As Romney arrived in Ohio on Tuesday for a two-day bus tour and the president was due yesterday, the poll also found potential openings where Romney could gain support. More voters say he will be better than Obama at tackling the budget deficit – the only major issue where he had such an edge – and a majority agree with his assertions that the government is doing too much of what should be left to individuals and businesses.

But Romney is facing mounting hurdles in these two critical battlegrounds that hold nearly as many electoral votes as the rest of the swing states combined. His lead among older Americans has shifted towards an advantage for Obama; his competitiveness with Obama on who would better handle the economy has dipped into slightly negative territory; more view Romney unfavourably than favourably – the opposite is true for the president – and majorities say Romney does not care about the problems of people like them.

In Columbus, where both campaigns are advertising heavily, the sense that Romney is still failing to connect with average, working-class voters is causing concern among some supporters.

At the Maranatha Baptist Church, which sits in the middle of an industrial area on the outskirts of town, the Rev Timothy Kenoyer said that even though he believed Obama was auguring an era of “socialism” – and that an economic malaise had set into his neighbourhood – he was pessimistic about Romney’s chances. “If Romney was a middle-class man, or not incredibly wealthy, that would be a contributor to a greater degree of accessibility,” Kenoyer said.

Accusing the mainstream media of favouring Obama, he said he would vote for Romney, based more on the Republican Party platform, though he said: “He doesn’t fire me up.”

That tracked with the survey results that found that 48 per cent of likely Romney voters in Ohio supported him with reservations or because they dislike Obama, compared with 51 per cent who said they strongly favoured him. Obama is strongly favoured by two-thirds of his likely voters, with 33 per cent saying they favour him with reservations or because of dislike of Romney.
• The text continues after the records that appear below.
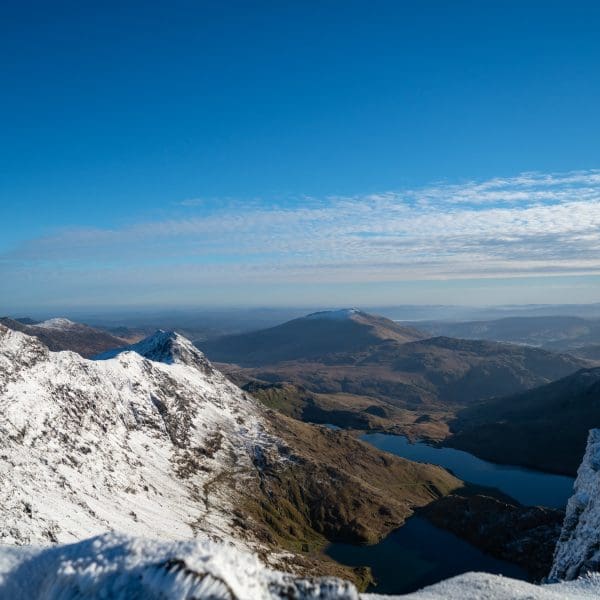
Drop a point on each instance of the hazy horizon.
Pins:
(253, 154)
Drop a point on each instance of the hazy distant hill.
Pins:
(313, 336)
(545, 428)
(368, 356)
(558, 333)
(62, 334)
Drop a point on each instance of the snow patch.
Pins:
(57, 323)
(335, 315)
(578, 549)
(127, 443)
(120, 567)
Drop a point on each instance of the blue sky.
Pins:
(231, 153)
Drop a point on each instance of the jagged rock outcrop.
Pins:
(578, 548)
(130, 443)
(62, 334)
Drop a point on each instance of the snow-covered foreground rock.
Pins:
(578, 549)
(144, 447)
(121, 568)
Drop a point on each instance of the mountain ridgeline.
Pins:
(350, 352)
(544, 428)
(62, 334)
(152, 440)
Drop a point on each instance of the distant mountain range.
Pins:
(152, 440)
(62, 334)
(544, 428)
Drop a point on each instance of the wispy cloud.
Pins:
(534, 223)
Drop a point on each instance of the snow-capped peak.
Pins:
(57, 323)
(117, 566)
(335, 315)
(164, 346)
(127, 443)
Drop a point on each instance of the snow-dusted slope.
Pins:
(121, 568)
(58, 323)
(578, 549)
(128, 443)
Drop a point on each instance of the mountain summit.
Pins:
(313, 336)
(130, 442)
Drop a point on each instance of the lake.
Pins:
(527, 486)
(418, 553)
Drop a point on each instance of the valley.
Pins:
(349, 459)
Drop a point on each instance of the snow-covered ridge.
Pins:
(578, 548)
(57, 323)
(166, 347)
(127, 443)
(118, 567)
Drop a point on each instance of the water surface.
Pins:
(419, 554)
(527, 486)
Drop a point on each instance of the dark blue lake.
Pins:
(527, 486)
(419, 554)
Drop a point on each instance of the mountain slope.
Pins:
(120, 567)
(578, 549)
(428, 374)
(156, 442)
(544, 428)
(315, 335)
(558, 333)
(62, 334)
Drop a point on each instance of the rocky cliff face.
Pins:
(578, 549)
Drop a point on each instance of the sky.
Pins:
(328, 153)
The New York Times, in collaboration with Quinnipiac University and CBS News, is tracking the presidential race with recurring polls in six states. In Ohio – which no Republican has won the presidency without – Obama is leading Romney 53 to 43 per cent in the poll. In Florida, the president leads Romney 53 to 44.

The surveys, which had margins of sampling error of plus or minus 3 percentage points for each candidate, also included a Pennsylvania poll, where Obama is leading Romney by 12 percentage points. The polls were conducted as the Romney campaign grappled with fallout last week from the release of his tax returns and remarks he made at a fundraiser in which he bluntly suggested that 47 per cent of Americans saw themselves as victims dependent on the government. That was the latest in a string of setbacks for the campaign that appears to be sapping the optimism of some of his supporters.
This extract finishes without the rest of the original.